Wine, music, and the voice of God

Listen to one, and the other will taste different.

When Christians claim to “hear” Jesus speaking to them, I’ve learned to interpret this as an admission of confirmation bias. In the vast majority of cases, Jesus is not actually making sounds inside the Christian’s head. Instead, the Christian is merely attributing certain meaningful events and thoughts to Jesus. What the Christian believes is a special talent at discerning the Voice of God is, after all, nothing particularly special.

And then I’m reminded of how easy it is for all of us to succumb to such biases. There are some very humbling studies out there.

Pleasantly, some have to do with wine critics, and others with violinists.

The wine critics, as this superb blog post from The Frontal Cortex explains, can be fooled into thinking that cheap wines are magnificent, and that white wines modified with an odorless, tasteless red dye are worthy of adjectives usually reserved for red wines, even though they taste just like whites.

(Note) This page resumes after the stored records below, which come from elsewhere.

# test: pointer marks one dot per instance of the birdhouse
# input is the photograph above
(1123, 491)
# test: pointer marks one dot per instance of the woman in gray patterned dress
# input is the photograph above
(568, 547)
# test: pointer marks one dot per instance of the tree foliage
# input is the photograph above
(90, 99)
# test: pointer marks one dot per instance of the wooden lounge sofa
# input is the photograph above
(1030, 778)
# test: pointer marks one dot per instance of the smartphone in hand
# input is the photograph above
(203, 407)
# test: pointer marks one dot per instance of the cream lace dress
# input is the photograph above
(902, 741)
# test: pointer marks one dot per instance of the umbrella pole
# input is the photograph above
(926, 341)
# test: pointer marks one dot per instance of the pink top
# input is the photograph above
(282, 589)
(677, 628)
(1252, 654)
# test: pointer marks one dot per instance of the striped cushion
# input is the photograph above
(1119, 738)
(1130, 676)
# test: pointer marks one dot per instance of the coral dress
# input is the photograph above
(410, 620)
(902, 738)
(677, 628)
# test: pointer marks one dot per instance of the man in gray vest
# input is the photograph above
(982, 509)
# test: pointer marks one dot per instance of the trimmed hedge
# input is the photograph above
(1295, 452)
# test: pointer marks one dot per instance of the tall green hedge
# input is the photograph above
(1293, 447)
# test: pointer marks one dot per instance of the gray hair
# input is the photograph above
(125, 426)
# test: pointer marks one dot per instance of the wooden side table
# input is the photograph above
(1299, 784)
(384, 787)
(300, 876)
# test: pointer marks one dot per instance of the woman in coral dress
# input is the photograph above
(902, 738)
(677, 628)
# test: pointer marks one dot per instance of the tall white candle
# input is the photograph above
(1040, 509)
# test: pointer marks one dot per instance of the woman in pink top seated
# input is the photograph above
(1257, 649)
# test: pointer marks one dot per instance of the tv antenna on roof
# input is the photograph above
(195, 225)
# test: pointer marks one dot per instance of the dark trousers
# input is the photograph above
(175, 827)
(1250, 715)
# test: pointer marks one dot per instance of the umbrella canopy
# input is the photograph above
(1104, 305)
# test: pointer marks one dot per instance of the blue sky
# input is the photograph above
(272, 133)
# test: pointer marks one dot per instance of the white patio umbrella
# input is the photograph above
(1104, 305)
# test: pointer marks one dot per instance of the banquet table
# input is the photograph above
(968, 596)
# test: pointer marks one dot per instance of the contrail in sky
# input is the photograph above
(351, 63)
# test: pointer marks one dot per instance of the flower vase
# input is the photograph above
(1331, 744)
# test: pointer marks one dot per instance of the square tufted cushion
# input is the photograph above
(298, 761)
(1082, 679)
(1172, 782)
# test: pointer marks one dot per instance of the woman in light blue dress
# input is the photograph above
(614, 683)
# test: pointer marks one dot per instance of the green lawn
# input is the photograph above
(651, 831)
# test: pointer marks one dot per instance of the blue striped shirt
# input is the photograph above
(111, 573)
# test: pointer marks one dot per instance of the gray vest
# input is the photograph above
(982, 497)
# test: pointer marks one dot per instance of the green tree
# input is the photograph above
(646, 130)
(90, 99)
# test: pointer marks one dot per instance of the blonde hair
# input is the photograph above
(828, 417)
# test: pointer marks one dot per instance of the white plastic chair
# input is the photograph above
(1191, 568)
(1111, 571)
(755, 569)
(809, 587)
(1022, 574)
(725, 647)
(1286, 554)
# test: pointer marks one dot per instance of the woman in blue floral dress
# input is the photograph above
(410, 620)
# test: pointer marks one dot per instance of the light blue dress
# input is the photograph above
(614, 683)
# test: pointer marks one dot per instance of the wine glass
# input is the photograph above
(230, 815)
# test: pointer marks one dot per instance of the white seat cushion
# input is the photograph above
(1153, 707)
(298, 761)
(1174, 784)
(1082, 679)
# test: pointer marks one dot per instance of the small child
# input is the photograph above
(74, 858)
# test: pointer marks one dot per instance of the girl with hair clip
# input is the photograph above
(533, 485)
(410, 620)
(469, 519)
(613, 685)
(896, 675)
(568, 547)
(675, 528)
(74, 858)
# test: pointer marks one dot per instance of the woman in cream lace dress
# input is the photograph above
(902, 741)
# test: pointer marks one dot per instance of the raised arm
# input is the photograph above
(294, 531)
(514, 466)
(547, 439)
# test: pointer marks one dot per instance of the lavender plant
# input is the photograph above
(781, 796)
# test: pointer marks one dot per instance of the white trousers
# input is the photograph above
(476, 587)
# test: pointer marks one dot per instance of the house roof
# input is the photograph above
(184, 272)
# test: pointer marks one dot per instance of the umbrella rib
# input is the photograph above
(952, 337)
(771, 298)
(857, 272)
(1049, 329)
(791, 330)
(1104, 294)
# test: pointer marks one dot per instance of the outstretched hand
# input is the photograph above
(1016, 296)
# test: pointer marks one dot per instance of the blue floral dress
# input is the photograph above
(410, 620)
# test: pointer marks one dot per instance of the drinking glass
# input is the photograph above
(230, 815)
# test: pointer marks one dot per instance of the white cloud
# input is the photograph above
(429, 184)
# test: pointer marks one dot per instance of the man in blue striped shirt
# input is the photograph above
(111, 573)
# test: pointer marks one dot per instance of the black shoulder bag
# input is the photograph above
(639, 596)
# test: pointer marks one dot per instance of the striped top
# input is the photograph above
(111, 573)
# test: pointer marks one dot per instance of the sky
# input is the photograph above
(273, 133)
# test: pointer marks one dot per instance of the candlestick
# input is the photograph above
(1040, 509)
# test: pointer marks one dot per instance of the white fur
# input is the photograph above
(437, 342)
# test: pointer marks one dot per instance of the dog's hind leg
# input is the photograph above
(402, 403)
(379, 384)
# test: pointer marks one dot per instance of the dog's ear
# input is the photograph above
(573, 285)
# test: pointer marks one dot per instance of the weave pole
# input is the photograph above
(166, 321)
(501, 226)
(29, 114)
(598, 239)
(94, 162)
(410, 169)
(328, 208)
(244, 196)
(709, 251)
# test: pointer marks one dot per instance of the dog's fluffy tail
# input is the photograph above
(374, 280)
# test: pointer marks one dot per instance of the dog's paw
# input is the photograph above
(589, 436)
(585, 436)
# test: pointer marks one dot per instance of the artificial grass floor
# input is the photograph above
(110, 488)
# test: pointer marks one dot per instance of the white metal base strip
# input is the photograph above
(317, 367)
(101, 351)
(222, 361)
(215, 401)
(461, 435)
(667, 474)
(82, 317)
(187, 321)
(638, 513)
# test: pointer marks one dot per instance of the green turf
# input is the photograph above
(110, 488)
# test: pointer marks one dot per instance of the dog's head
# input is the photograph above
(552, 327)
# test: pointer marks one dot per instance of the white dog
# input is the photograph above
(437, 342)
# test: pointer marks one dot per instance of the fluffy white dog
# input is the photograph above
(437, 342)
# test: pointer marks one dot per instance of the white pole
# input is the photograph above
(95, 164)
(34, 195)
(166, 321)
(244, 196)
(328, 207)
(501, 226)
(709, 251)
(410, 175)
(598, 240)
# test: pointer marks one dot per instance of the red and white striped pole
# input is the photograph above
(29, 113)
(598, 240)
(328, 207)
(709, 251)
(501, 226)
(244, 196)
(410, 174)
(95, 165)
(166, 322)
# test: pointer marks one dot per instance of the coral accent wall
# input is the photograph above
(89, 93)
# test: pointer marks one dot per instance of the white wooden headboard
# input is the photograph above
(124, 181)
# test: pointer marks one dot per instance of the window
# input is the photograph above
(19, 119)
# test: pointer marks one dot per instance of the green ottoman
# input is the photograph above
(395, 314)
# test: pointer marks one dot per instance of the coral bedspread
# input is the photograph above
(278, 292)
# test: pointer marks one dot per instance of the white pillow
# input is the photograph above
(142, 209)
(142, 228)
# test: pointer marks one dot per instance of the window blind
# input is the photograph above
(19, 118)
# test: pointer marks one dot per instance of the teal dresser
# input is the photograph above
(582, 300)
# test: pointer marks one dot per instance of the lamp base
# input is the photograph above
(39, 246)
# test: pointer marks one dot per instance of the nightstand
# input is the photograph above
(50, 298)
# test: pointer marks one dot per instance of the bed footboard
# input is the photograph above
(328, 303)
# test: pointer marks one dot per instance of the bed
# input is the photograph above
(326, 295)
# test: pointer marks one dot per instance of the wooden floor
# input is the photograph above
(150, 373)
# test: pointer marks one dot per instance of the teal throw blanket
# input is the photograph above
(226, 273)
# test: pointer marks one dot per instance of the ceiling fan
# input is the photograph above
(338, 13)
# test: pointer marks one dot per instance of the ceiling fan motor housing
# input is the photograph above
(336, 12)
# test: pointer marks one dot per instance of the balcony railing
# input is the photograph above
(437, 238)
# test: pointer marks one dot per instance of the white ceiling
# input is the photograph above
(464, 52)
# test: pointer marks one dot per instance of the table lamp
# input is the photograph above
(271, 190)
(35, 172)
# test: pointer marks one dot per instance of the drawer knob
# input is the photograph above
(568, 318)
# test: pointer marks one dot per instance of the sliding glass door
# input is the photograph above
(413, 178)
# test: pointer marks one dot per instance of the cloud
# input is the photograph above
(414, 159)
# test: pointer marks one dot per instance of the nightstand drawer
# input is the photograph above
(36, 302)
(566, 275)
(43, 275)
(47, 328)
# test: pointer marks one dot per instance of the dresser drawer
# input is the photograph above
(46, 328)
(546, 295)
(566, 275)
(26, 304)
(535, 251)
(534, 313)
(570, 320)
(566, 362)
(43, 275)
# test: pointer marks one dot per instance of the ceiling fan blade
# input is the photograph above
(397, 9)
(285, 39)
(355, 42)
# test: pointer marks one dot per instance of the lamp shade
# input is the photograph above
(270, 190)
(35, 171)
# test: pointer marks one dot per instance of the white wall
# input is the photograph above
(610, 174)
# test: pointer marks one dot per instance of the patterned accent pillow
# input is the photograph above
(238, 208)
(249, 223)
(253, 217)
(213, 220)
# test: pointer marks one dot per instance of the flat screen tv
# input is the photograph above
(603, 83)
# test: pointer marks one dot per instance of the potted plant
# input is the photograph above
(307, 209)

The violinists, on the other hand, cannot distinguish the sound of a Stradivarius from a high quality modern-day violin (which fetches a far smaller price).

How easily we fool ourselves!


3 Responses to Wine, music, and the voice of God

  1. Hmph.

    (I need the “sticking-my-tongue-out-at-you” emotie)


  2. What of the people who think of their friend, who then suddenly calls them? Leading them to believe in some super natural connection. Despite probably having thought about their friend hundreds/thousands of times before without them ever having called them.

    We have evolved to look for significant connections (or we have been ‘designed’ depending on what outlook you have) so we can survive. We see a lion, and we know it could kill us. The clouds go dark and we think it will rain. It’s the same principle, and it’s what leads to superstition.

    We are all flawed, it’s just better to know it.